By Tahseen Wsu Abdullah
Nowadays, a concept that plays an important role in both international politics and international law is the diplomacy of non-state actors. The emergence of this concept is directly related to the fact that the role of these actors has increased.
International organizations as an international framework are seeking to recognize these non-state actors as influential actors. Alongside these efforts, these players are finding their influence and place in international politics and are becoming more influential factors.
There are many factors that have led to the expansion of the role of non-state actors, but one of the most important reasons for the increase in this role is due to another concept called incomplete legitimacy in international statehood.
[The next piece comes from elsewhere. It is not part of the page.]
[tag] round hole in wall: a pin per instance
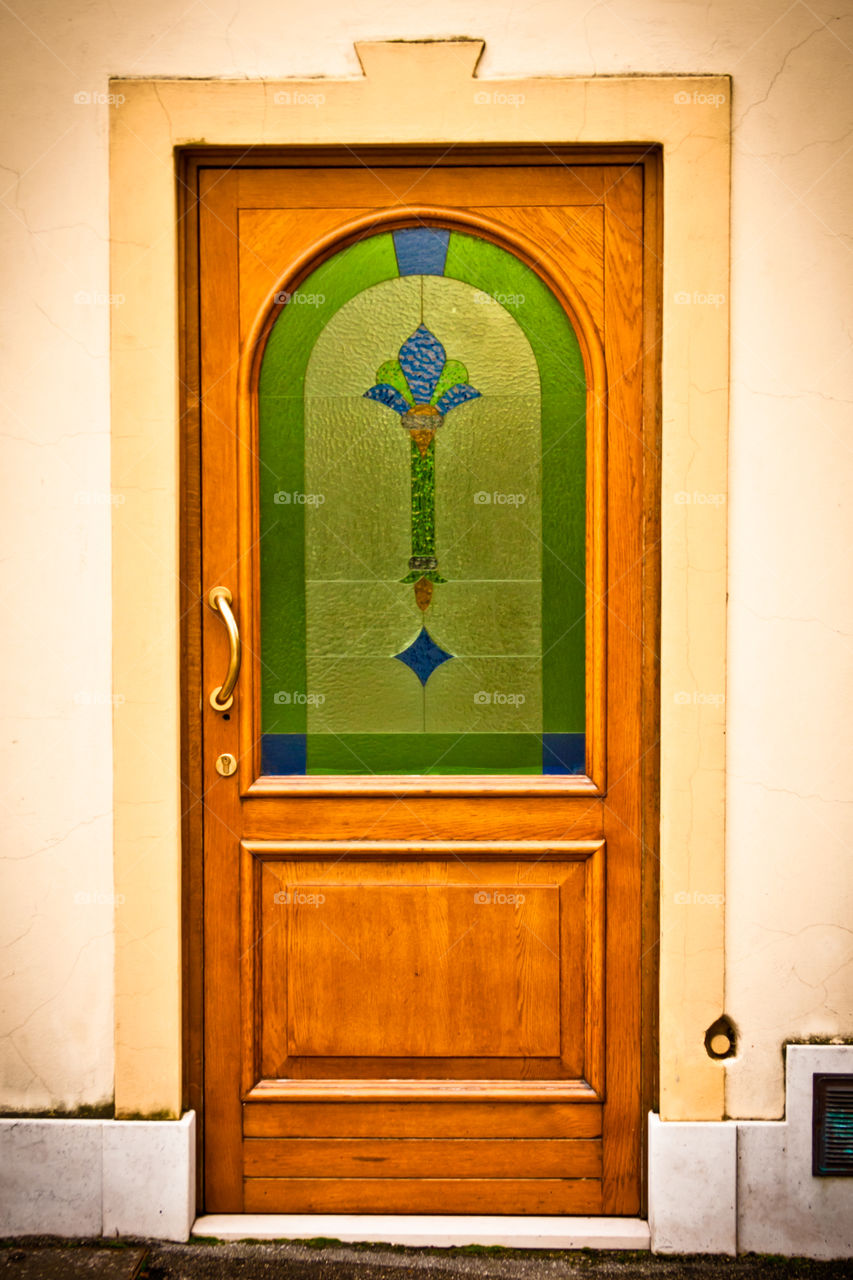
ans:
(721, 1038)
Obviously, these concepts all stem from an intellectual direction that sees the international world as a society with its own institutions. For example, one of the most important organizations of that society, which carries the role of global statehood, is the United Nations, which was established after World War II. In this context, some intellectuals and experts believe that the global system is not fully democratic because the decision-making role is concentrated only in the hands of certain actors, namely states or powerful states. This issue is often criticized by the states themselves, which are the main decision makers of the system.
From this perspective, the most open intellectual framework is today’s liberal order, within which we can find a place for oppressed nations (those nations that have not yet achieved their supreme legitimate rights, the state or Nation without state). which ignores and marginalizes the role of the oppressed nations.
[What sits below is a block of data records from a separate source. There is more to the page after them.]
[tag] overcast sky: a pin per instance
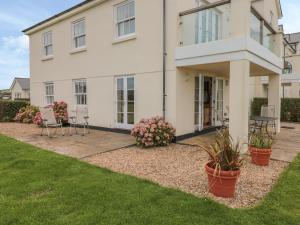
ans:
(16, 15)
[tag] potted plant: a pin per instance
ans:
(260, 147)
(223, 168)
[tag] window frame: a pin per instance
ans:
(75, 37)
(118, 22)
(85, 94)
(47, 95)
(47, 45)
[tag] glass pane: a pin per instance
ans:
(126, 27)
(130, 83)
(130, 118)
(120, 84)
(131, 9)
(120, 95)
(120, 118)
(120, 107)
(130, 95)
(130, 107)
(132, 26)
(197, 118)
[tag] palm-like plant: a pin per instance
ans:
(224, 154)
(260, 141)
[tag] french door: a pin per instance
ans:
(202, 114)
(125, 103)
(219, 101)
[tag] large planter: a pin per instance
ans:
(260, 157)
(222, 184)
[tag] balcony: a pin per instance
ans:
(206, 41)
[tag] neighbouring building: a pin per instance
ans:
(188, 60)
(290, 80)
(20, 88)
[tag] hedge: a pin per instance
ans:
(9, 109)
(290, 108)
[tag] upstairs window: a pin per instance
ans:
(49, 89)
(80, 92)
(79, 33)
(47, 41)
(125, 18)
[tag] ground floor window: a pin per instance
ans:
(80, 92)
(125, 101)
(49, 90)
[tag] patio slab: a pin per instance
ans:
(286, 146)
(77, 146)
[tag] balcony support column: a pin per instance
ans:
(274, 97)
(239, 100)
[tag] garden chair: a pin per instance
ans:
(49, 121)
(80, 119)
(269, 111)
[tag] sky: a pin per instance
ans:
(16, 15)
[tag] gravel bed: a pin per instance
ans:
(182, 167)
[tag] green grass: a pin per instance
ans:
(41, 187)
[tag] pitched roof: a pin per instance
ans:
(58, 15)
(23, 82)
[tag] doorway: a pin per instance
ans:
(208, 101)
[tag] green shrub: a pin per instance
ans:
(290, 108)
(260, 141)
(9, 109)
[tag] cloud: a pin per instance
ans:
(13, 58)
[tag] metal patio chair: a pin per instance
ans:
(269, 111)
(49, 121)
(80, 119)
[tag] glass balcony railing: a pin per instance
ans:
(260, 32)
(206, 25)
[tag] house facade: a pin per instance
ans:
(190, 61)
(20, 88)
(290, 80)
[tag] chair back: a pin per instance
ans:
(81, 114)
(47, 113)
(268, 111)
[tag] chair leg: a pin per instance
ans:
(62, 131)
(48, 132)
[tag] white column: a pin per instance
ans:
(274, 97)
(239, 100)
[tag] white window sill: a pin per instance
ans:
(48, 57)
(124, 38)
(77, 50)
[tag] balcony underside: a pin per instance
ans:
(215, 57)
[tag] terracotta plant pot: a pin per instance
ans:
(260, 157)
(222, 184)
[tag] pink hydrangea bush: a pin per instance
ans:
(153, 132)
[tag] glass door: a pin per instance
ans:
(125, 102)
(199, 103)
(219, 101)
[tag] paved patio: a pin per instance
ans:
(77, 146)
(285, 148)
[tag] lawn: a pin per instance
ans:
(41, 187)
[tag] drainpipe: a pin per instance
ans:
(164, 58)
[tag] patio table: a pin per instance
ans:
(263, 121)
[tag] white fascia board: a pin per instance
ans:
(241, 48)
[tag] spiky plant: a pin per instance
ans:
(260, 141)
(225, 154)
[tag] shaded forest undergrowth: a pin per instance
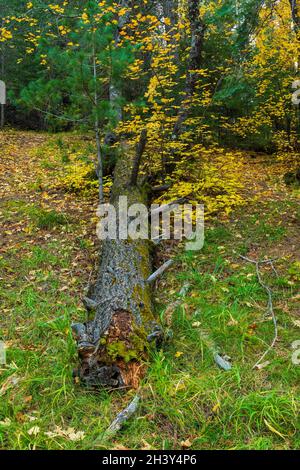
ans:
(211, 299)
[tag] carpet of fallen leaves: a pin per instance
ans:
(24, 179)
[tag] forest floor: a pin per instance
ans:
(210, 300)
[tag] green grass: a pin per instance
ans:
(186, 399)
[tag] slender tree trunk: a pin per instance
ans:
(197, 37)
(97, 133)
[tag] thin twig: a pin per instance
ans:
(160, 271)
(121, 419)
(270, 309)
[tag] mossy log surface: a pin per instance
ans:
(113, 346)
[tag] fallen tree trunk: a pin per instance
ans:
(113, 347)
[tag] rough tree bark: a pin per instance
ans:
(113, 346)
(197, 37)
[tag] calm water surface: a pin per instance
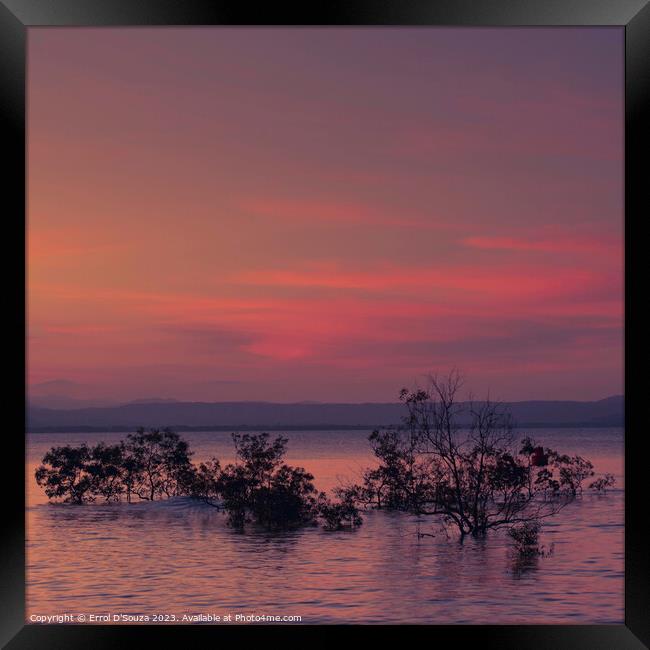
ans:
(179, 557)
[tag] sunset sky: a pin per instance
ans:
(324, 214)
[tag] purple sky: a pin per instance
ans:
(325, 214)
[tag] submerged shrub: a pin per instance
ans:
(459, 461)
(601, 484)
(64, 474)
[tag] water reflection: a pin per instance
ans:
(180, 557)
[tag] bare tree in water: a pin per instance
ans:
(459, 460)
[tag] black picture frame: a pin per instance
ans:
(17, 16)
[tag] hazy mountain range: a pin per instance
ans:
(304, 415)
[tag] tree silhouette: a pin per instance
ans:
(459, 461)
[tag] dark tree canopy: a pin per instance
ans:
(459, 460)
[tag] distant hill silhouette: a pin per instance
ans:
(268, 415)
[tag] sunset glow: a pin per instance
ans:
(324, 214)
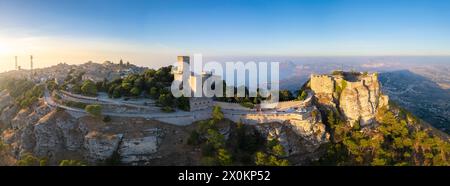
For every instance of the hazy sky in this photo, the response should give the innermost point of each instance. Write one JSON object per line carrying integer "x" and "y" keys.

First, the prerequisite of this intellectual orientation is that it regards the present world as a society of opposing and equal actors, and these actors are the states themselves. This is despite the fact that the international community is still far from the concept of society and the institutions that exist there cannot be close to those of an ordinary society. The second factor is that there is a profound difference between stateless nations (those that do not have their own state but are not completely subjugated) and subjugated nations (those that are oppressed by the dominant nation).
In a stateless nation, although political representation is not fully achieved, to some extent (depending on the form of government), the nation can use some political mechanisms and institutions for its political representation (the Kurdistan Region falls within the Iraqi federal state). This is despite the fact that the oppressed nation not only has no political representation at all but is systematically and fundamentally prevented from being represented in the international and domestic community. The liberal order on which international statehood is based is fully complementary to this systematic repression.